It need not necessarily be so. These two libels provide Louise Welsh with the skeleton of her new thriller Tamburlaine Must Die, which fictionalizes Marlowe’s last days with novelistic wit and interpretive imagination. Welsh is no academic: She is best known for her bestselling previous novel, The Cutting Room, a darkly brooding story about pornography and murder in twentieth-century Scotland. But every line of Tamburlaine Must Die is informed by a thorough grasp of not only the day-to-day of Marlowe’s life but also a sympathetic willingness to imagine the in-between.

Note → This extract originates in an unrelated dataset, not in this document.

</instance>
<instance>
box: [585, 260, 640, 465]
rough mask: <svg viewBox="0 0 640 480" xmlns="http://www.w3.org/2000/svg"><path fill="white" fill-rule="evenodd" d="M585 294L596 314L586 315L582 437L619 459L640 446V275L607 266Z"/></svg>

Close to the start of Tamburlaine Must Die, the narrator announces, “My name is Christopher Marlowe, also known as Marle, Morley, Marly, known as Kit, known as Xtopher, son of a Canterbury cobbler.” Welsh gives Marlowe a voice, and it sounds like Marlowe. He is casually blasphemous–sneeringly describing the church bells calling the devout to prayer as “a sound that plagues our city”–and sexually ambitious, sleeping both with his rich patron and a nameless underage prostitute in a two-day span. He quotes his own plays, mocks lesser poets and has a hangman’s sense of humor: “This is the theatre of blood,” he yells, as he beats up a friend of his in a theater.

This Marlowe knows the price of stories. “Men have no trouble recounting tragedy when it is broken out of them,” he tells one of his many interrogators, and the stories told here have a keen sense of cost. The Dutch church libel, in Welsh’s telling, was composed by an actor acquaintance of Marlowe’s who was jealous of his friend’s success. Marlowe later meets Baines in a bar and, drunkenly showing off, recites the blasphemies that subsequently appear in Baines’s note to the Privy Council. Marlowe’s fictions later return to haunt him as a death sentence. Welsh’s Marlowe lives and dies by storytelling: Her novelist’s impulse to trade fact for fiction and the known for the felt is a perfect fit with the aggrandizing, enigmatic and story-haunted playwright.

If Christopher Marlowe’s life is irresistible, it is in part because it was of a moment we still find irresistible. There are not any plans in Hollywood to make Marlowe in Love–though it would be quite a movie–but there is an overflow of interest in his time. Following Stephen Greenblatt’s bestselling Will in the World, an imaginative account of the interplay between Shakespeare’s works and his world, there are two Shakespeare biographies scheduled for publication this year and two more in 2006. The age of Shakespeare and Marlowe is sufficiently distant to require our imagination, and sufficiently close to deserve it.